松本 武士1星野 藍子2園田 敦子3池谷 政直4中西 純5 (1医療法人社団大和会 大内病院 ACT,2名古屋大学大学院 医学系研究科 総合保健学専攻包括ケアサイエンス領域,3介護老人保健施設 ろうけん宮前,4名古屋女子大学 医療科学部,5ウィル訪問看護ステーション江戸川)

【序論】
 2015年以降,日本ではLGBTブームが生じ,性的マイノリティの社会的認知度が高まっている.2016年には医学教育モデル・コア・カリキュラムが改訂され,医師等の養成において性的マイノリティに関する教育が開始されたが,作業療法教育カリキュラムには取り入れられていない.松本(2020)の報告では作業療法士の知識等の水準は低く,教育の重要性が指摘されている.
【目的】
 性的マイノリティに関する教育が作業療法学生の知識等に与える影響を検討する.
【対象】
 A大学作業療法士養成課程に属する学生25名を対象とした.
【方法】
 A大学「作業学Ⅲ」にて連続講座「性の多様性と作業療法」を実施した.内容は基礎知識,性的マイノリティを取り巻く状況,性的マイノリティと医療,性的マイノリティと作業療法,マジョリティの当事者性を問う,今日からできること,とした.講座は全4回,各90分の360分で,うち120分はグループワークとし性的マイノリティのセラピストが進行役として参加した.

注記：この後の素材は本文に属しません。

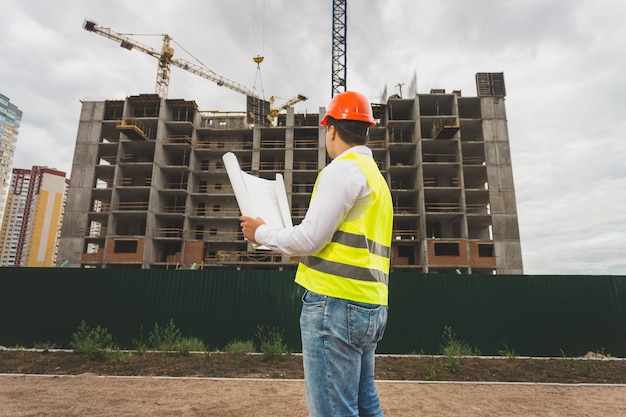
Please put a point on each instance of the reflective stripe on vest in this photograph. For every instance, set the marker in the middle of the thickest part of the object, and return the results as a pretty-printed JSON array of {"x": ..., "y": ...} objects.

 調査は前後比較デザインとし講義前後に無記名式質問紙を配布した.項目は基本属性,性的マイノリティの学習経験,情報源,知識問題,所持知識量,アウェアネス,取り扱い難易度,支援の意思とし,設問は河口(2020),須長(2020)の修正引用と独自設問とした.統計的処理は単純統計のほか,所持知識量,アウェアネス,取り扱い難易度,支援の意思はLikert式順序尺度とし,前後比較にはR4.2.1にてWilcoxon signed-rank testを用いた.調査は倫理委員会の承認のもと実施した(名古屋大学:2021-0216,大内病院:2021-07).目的等を文書にて学生に説明し,質問紙提出をもって参加同意とした.
【結果】
 25名中19名が研究に参加した.年齢は20~25歳が95%であった.身体的性別および性自認は男性26%,女性74%であった.性的指向は異性愛90%,同性愛5%,両性愛5%であった.学習経験は16~26%で,情報源はインターネットとテレビが多かった.

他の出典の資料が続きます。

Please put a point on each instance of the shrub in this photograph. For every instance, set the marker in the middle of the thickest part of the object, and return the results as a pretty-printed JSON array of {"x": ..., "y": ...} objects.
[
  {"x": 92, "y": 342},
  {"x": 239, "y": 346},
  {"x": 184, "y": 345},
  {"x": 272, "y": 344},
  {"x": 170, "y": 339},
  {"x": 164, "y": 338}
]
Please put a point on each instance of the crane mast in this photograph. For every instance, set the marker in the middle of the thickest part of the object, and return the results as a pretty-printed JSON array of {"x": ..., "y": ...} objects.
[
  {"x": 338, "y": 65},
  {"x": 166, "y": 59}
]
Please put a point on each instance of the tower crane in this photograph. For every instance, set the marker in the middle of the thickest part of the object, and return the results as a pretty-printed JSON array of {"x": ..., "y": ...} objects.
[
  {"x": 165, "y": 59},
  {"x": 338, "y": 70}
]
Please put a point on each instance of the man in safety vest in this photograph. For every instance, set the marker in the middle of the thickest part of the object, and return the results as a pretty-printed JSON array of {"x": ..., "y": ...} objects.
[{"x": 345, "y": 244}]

 講義前後の比較では,所持知識量は有意に増加した(p < .01).知識の必要性は有意に増加した(p < .05).知識問題の平均正答率は講義前63%,講義後86%であった.アウェアネスは関係性(家族友人,リハ対象者,同僚)と属性(LGBT)の全ての組み合わせで「いる」「いると思う」の割合が向上した.そのうち「リハ対象者:レズビアン・バイセクシュアル女性」と「リハ対象者:トランスジェンダー」以外の組み合わせでアウェアネスの向上に有意性を認めた(p < .01).取り扱い難易度は有意差を認めなかった(p = .83).支援の意思は有意に増加した(p < .01).
【考察】
 性的マイノリティに関する教育が作業療法学生の知識等を改善することが示された.Morris(2019)は性的マイノリティに関する教育において,知識の獲得,偏見に焦点化した学習,当事者への接触が重要と指摘しており,本調査では講義内容と当事者の参与が該当したと考えられる.今後,これらの要素を国内の作業療法教育に取り入れ,教育効果を詳細に検討していく必要がある.また,取り扱い難易度に変化がなく,心理的ハードルの解消も今後の課題と考えられる.